Currently, I am able to write to database in the batchsize of 500. But due to the memory shortage error and delay synchronization between child aggregator and leaf node of database, sometimes I am running into Leaf Node Memory Error. The only solution for this is if I limit my write operations to 1k records per second, I can get rid of the error.
dataStream
.map(line => readJsonFromString(line))
.grouped(memsqlBatchSize)
.foreach { recordSet =>
val dbRecords = recordSet.map(m => (m, Events.transform(m)))
dbRecords.map { record =>
try {
Events.setValues(eventInsert, record._2)
eventInsert.addBatch
} catch {
case e: Exception =>
logger.error(s"error adding batch: ${e.getMessage}")
val error_event = Events.jm.writeValueAsString(mapAsJavaMap(record._1.asInstanceOf[Map[String, Object]]))
logger.error(s"event: $error_event")
}
}
// Bulk Commit Records
try {
eventInsert.executeBatch
} catch {
case e: java.sql.BatchUpdateException =>
val updates = e.getUpdateCounts
logger.error(s"failed commit: ${updates.toString}")
updates.zipWithIndex.filter { case (v, i) => v == Statement.EXECUTE_FAILED }.foreach { case (v, i) =>
val error = Events.jm.writeValueAsString(mapAsJavaMap(dbRecords(i)._1.asInstanceOf[Map[String, Object]]))

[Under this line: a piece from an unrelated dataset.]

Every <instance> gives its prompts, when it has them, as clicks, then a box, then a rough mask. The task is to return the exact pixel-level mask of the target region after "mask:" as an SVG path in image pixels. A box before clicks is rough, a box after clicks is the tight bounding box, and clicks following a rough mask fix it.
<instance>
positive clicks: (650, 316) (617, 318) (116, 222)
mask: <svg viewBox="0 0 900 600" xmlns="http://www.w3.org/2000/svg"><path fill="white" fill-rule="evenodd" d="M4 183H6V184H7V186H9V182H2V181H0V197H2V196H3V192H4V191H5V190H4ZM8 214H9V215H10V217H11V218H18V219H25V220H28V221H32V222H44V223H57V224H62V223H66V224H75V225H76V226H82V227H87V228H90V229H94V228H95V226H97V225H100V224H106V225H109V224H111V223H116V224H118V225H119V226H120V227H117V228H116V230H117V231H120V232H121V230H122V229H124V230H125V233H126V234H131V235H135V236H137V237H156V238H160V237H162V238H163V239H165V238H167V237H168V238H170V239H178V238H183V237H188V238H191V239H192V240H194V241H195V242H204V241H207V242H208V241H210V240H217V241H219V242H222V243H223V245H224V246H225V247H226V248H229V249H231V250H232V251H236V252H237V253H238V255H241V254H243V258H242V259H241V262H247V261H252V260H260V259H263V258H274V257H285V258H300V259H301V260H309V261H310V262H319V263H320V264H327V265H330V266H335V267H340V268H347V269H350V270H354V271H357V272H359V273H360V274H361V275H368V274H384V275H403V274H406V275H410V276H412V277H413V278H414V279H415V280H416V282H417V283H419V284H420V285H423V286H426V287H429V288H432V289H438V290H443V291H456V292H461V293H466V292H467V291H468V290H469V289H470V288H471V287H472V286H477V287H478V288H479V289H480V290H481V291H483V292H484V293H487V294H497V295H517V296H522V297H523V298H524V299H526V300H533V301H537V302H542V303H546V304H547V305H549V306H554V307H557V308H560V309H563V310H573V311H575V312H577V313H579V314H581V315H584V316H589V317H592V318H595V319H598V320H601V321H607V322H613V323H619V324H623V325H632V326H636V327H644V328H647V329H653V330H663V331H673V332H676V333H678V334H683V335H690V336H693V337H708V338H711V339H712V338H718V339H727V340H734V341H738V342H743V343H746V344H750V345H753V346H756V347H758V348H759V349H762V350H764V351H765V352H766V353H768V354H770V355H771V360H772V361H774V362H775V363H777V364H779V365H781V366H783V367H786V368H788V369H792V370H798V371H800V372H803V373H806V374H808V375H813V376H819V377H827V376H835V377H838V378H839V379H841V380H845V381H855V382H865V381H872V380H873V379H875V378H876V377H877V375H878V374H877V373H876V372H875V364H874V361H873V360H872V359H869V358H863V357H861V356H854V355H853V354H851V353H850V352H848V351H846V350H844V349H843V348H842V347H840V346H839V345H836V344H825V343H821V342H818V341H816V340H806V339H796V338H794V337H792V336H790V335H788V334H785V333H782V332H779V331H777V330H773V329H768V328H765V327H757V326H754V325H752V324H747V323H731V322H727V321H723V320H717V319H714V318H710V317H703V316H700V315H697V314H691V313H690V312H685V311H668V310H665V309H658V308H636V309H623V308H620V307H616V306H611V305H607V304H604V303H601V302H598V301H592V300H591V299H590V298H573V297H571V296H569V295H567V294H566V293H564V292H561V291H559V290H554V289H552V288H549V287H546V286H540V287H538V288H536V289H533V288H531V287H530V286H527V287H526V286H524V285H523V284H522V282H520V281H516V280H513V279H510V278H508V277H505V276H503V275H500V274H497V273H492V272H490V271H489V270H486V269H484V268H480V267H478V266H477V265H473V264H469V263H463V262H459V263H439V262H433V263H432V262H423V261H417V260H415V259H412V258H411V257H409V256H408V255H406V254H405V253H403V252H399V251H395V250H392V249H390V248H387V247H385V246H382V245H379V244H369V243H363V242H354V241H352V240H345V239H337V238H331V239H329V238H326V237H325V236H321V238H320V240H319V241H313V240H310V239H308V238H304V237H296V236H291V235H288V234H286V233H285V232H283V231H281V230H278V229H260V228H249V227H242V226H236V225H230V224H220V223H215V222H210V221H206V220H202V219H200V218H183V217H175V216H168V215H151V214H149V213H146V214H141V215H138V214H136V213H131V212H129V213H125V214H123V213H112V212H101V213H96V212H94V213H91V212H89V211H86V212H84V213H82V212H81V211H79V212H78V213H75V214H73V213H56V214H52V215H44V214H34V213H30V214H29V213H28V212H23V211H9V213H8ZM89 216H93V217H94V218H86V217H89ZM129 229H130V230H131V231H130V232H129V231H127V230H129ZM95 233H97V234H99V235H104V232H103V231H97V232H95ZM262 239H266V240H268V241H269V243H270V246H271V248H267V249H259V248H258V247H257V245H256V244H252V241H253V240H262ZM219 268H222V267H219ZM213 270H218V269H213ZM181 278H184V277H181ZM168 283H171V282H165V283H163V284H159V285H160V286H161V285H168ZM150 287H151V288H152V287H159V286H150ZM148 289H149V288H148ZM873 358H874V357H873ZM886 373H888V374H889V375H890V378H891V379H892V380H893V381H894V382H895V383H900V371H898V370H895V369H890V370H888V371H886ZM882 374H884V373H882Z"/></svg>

logger.error(s"insert error: $error")
logger.error(e.getMessage)
}
}
finally {
connection.commit
eventInsert.clearBatch
logger.debug(s"committed: ${dbRecords.length.toString}")
}
}
The reason for 1k records is that, some of the data that I am trying to write can contains tons of json records and if batch size if 500, that may result in 30k records per second. Is there any way so that I can make sure that only 1000 records will be written to the database in a batch irrespective of the number of records?